En zo vlogen wij vredig voort, met weinig turbulentie. Verderop begon een baby te huilen (dat schijnt bij lange vluchten te horen), de uiterst Arische stewardessen boden ons aanhoudend, ja haast op het onbeleefde af sterke drank aan (wat Heinrich en Henriëtte uiteraard afsloegen), ik moest alweer plassen maar het karretje blokkeerde alweer mijn pad.  Na zes slechte films waren we er.

De luchthaven van Kuala Lumpur was een totale entropie. Een nacht die pardoes overgeslagen was, gatenummers die om de vijf minuten wijzigen, verstopte hurkwc’s zonder toiletpapier, bruine vlekken overal, iedereen die links loopt. Matig eten bij een matig restaurant, waarna blijkt dat als je honderd meter verder was gelopen, je fantastisch zou hebben gegeten in een fantastisch restaurant. Zul je altijd zien.

De tweede vlucht waren nagenoeg alle stoelen leeg. Ik reisde nu samen met Lisanne, een Alkmaars meisje met een Alkmaars accent. Eindelijk viel ik in slaap, ondanks mijn (onnodige) zorgen over of ik mijn stroopwafels wel door de douane zou krijgen. Na een paar uur  schudde Lisanne me wakker, want we naderden het vaste land. Pas toen ik mijn nieuwe huis vanuit de lucht zag, besefte ik de wijdsheid ervan; een gigantische vlek rood zover de horizon reiken kon, omzoomd door een witte golflijn in een strakblauwe oceaan. Toen we het noordwesten overvlogen, zagen we nauwelijks een spoor van leven; op de paar strakke lijnen van zandwegen na leek het net het oppervlak van Mars. Het duurde dik een kwartier voor het eerste groen opdoemde, en zeker nog tien minuten voordat het eerste huis in zicht kwam. Samen gingen we Australië binnen. Zij moest overigens wel een kaas afgeven.

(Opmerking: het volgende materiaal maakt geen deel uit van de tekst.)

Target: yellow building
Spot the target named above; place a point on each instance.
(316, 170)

Vanaf de luchthaven van Perth belandde ik nog gaar van de reis en van vier talen in 24 uur te hebben gesproken zonder rustmoment en zonder waarschuwing in een verjaardagsdinner met maarliefst zeventien man. De stroopwafels en Old Amsterdam vielen in de smaak (ja, ik heb wel een kaas weten mee te smokkelen, dat heb ik Lisanne maar niet verteld). De volgende dag werd ik afgeleverd op de boerderij van een soort tante, met alles erop en eraan: bossen, meren, aangedreven driewielers, houthakkers met baarden, kuikentjes, paarden, boskangeroes, en bovenal haar twee hyperactieve onhandelbare zoontjes die op de trampoline mijn nek compleet hebben verdraaid.

Ik kan mijn hoofd nog steeds niet bewegen. Gelukkig ben ik weer veilig terug in Mandurah, de talentenshow is godzijdank afgelopen. Het schijnt dat ik morgen meega naar een verjaardagsfeestje met heel veel kleuters, en er schijnt weer een trampoline te zijn.

Het wordt ongetwijfeld verrektes leuk.

Foto’s

1 Reactie

  1. José:
    13 november 2016
    Hoe héérlijk kan een zondagochtend zijn! In mijn achterkamer, uitkijkend over herfst gekleurde lindes en populieren met dit prachtige LIZA-verhaal!
    Ik kijk uit naar het vervolg! Kuske uut Nimwegen van je tante.